UK law on behavioural advertising is due to change next month. Phil James, senior associate at law firm Lewis Silkin, advises marketers on the implications of the new ePrivacy Directive
The UK law on privacy and behavioural advertising is due to change at the end of May 2011, as a result of revisions made at European Union level to a Directive on ePrivacy. So what does this new legislation mean for B2B marketers? This article will explain what level of consent is required to operate behavioural targeting under the proposed new law.
The essential tool employed in behavioural targeting technology is the cookie. Therefore, if you want to continue to use cookies for behavioural targeting when the new law kicks in, here are some of the key issues you should consider.
The law – then and now
Current law is embodied in the UK under the Data Protection Act 1998 and Privacy and Electronic Communications Regulations 2003 (PECR). PECR is due to be amended as a result of revisions to an EU Directive passed at the end of 2009 (the ePrivacy Directive). The changes are due to be in force by end of May 2011.

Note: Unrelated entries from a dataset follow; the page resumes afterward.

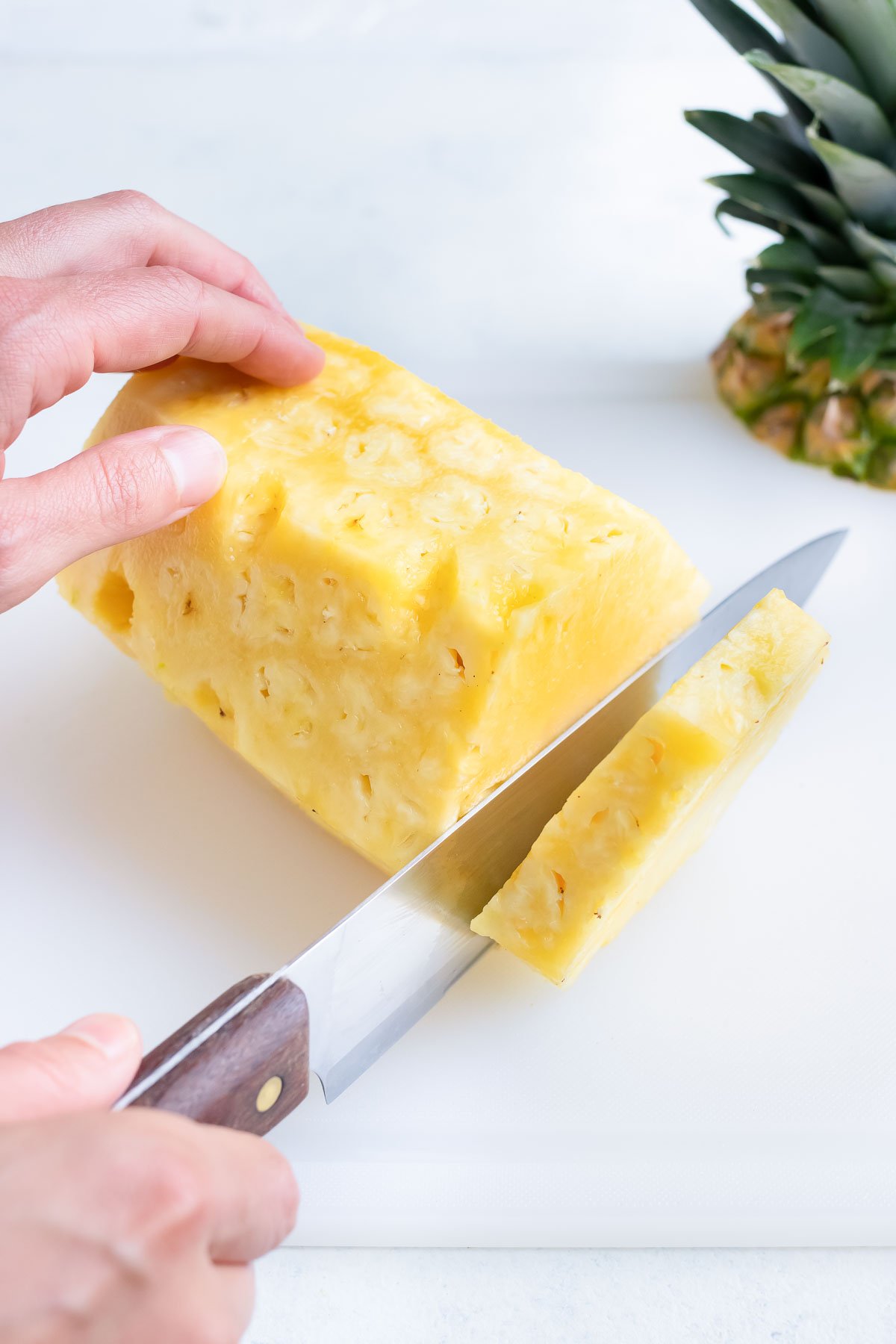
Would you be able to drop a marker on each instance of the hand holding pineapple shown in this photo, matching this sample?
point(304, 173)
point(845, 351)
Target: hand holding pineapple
point(116, 284)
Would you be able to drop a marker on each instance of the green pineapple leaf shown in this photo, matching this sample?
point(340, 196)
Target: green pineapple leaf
point(790, 255)
point(853, 120)
point(778, 277)
point(855, 347)
point(758, 147)
point(868, 31)
point(867, 245)
point(886, 273)
point(825, 205)
point(812, 45)
point(817, 320)
point(735, 210)
point(852, 282)
point(744, 34)
point(780, 208)
point(867, 186)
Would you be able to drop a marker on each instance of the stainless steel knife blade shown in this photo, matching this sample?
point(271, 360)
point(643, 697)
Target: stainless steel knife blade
point(379, 971)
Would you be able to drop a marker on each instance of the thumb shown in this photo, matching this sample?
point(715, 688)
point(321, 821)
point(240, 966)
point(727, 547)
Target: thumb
point(117, 490)
point(87, 1065)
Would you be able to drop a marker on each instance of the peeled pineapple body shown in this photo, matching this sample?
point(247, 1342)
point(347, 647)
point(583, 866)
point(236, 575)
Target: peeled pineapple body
point(391, 604)
point(655, 797)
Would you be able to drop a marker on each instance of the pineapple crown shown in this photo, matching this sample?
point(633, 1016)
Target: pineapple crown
point(822, 172)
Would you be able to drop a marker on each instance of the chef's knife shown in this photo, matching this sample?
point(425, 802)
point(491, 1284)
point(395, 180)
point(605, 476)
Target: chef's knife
point(245, 1061)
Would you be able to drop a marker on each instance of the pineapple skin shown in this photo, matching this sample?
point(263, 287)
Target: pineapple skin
point(391, 604)
point(797, 409)
point(655, 797)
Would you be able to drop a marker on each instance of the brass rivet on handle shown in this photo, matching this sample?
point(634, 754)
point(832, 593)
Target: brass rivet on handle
point(269, 1095)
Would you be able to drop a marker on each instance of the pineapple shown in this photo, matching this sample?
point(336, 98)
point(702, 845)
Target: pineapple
point(391, 604)
point(812, 366)
point(655, 797)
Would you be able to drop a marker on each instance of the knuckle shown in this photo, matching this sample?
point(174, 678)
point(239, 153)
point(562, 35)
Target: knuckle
point(120, 488)
point(134, 202)
point(180, 282)
point(167, 1191)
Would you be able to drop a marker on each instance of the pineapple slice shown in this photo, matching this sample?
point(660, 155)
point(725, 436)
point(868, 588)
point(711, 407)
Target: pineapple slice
point(655, 797)
point(391, 604)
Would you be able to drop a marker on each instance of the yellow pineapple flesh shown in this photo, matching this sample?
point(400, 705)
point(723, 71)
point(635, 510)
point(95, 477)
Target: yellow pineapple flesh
point(391, 604)
point(655, 797)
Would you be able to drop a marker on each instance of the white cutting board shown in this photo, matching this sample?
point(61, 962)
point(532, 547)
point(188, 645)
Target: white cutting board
point(721, 1074)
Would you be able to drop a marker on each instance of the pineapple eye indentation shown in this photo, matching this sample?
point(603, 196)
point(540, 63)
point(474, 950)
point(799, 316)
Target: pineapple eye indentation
point(659, 750)
point(114, 601)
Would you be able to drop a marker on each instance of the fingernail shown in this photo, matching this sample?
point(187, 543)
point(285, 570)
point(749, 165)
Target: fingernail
point(113, 1036)
point(196, 461)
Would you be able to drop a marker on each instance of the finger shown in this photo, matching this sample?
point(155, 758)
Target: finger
point(114, 491)
point(254, 1196)
point(58, 332)
point(124, 228)
point(85, 1066)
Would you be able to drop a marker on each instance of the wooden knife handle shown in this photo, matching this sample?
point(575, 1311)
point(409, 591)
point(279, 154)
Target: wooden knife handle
point(250, 1074)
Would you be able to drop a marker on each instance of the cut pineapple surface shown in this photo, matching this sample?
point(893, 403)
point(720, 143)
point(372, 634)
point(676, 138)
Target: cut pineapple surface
point(655, 797)
point(391, 604)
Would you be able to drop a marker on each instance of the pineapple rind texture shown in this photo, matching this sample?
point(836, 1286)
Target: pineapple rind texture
point(795, 406)
point(391, 604)
point(821, 175)
point(655, 797)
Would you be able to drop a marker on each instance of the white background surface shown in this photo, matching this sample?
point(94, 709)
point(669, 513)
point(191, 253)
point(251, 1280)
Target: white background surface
point(504, 198)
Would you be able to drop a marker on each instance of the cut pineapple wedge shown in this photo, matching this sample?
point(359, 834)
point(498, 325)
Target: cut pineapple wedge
point(655, 797)
point(391, 604)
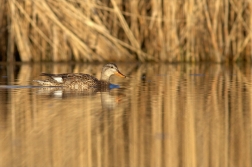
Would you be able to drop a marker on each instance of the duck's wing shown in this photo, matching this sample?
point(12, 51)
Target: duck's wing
point(60, 78)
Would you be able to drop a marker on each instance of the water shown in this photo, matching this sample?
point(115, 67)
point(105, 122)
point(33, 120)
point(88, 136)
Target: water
point(165, 115)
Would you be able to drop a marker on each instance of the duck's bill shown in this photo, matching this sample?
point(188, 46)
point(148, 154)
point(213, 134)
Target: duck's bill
point(120, 74)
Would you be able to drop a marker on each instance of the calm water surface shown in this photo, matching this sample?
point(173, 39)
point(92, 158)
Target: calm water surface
point(165, 115)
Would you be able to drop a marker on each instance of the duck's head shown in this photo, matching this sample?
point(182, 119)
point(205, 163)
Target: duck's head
point(108, 70)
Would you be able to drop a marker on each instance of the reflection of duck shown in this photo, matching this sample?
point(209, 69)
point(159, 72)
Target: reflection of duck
point(81, 81)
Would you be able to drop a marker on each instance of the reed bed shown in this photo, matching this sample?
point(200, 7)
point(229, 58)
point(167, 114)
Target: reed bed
point(171, 31)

Current UK law regulating cookies is Regulation 6 of PECR. It says that to place information on a person’s PC, you must (subject to certain exemptions that are essential to access the net):
- Provide clear and comprehensive information about its purpose (‘fair processing notice’);
- Allow people an opportunity to refuse.
The commonly accepted opinion to date has been to operate an ‘opt-out’ mechanism and this is generally accepted as complying with PECR.
However, the revised Regulation 6 will instead require you to:
- Ensure that a person has given consent; having been provided with a fair processing notice.
Significantly, the ‘opportunity to refuse’ requirement has been removed. This indicates that an opt-out mechanism may therefore no longer be sufficient. However, when the ePrivacy Directive was being debated, the word, ‘prior’ (before consent) was deleted, thus the jury is still out about whether an opt-in mechanic should now be mandatory.
Consent to cookies
In June 2010, the Article 29 Working Party (the EU body made up from the Information Commissioners, i.e. the people responsible in each territory for enforcing data privacy laws from leading EU member states) issued a significant opinion on behavioural targeting. This said that those operating behavioural advertising networks will need to obtain prior opt-in consent before placing cookies on a user’s computer. Once consent has been obtained, that consent will last, unless withdrawn, for a year, when it will need to be renewed.
The opinion is aimed at behavioural advertising across multiple sites (i.e. third-party behavioural targeting using third-party cookies), so does not require publishers placing first-party cookies (e.g. recommendations based on past purchases within that same site) to obtain opt-in consent.
However, where a social network (such as Facebook) is placing third-party ads served on a user’s profile, it will need to share responsibility and obtain opt-in consent (a social network is akin to a behavioural ad network).
EU versus UK attitudes
Significantly, the consultation paper reveals that the UK proposes to take a more liberal view than the opt-in consent requirement advised by Article 29.
The UK plans to incorporate the wording from the ePrivacy Directive but instead rely on Recital 66 in the Directive, which suggests that consent may be obtained via the means of appropriate browser settings or some other application (rather than opt-in). This is likely to create further conflict between the EU and the UK’s more liberal attitude towards implementation of privacy law.
What should marketers do?
While there are some sanctions (albeit not particularly hefty as yet, excluding breaches of the Regulation of Investigatory Powers Act for breaching PECR, any failure to comply is likely to result in adverse PR. Brand loyalty is built on trust and transparency. Behavioural targeting, done surreptitiously, flies in the face of such trust. Here are my top tips:
1. Keep a watching brief. If I had to call it, I would say the UK is likely to favour the US Digital Advertising Alliance’s (DAA) self-regulatory opt-out, practical solution. Take some time to review its self-regulatory principles for online behavourial advertising. You can find out more information about this at www.aboutads.info.
2. Set up a steering group. If you have not already done so, set up a steering group to develop a similar strategy to the DAA’s that fits your organisation’s current online activities.
3. Don’t delay. Start thinking about your own ePrivacy strategy sooner rather than later so that you can develop and incorporate technical and organisational means to achieve compliance when the new law comes into effect.
4. Avoid flash cookies. Avoid using flash cookies as these types of cookies make it intrinsically difficult for users to opt-out from behavioural targeting (as flash cookies re-spawn even where a user has deleted them from their computer’s ‘cookie jar’). As such, I think they are more likely to breach the requirements of the ePrivacy Directive. This is because it will be difficult to claim valid consent has been obtained where a flash cookie re-spawns despite a user’s attempt to delete it and reject behavioural targeting.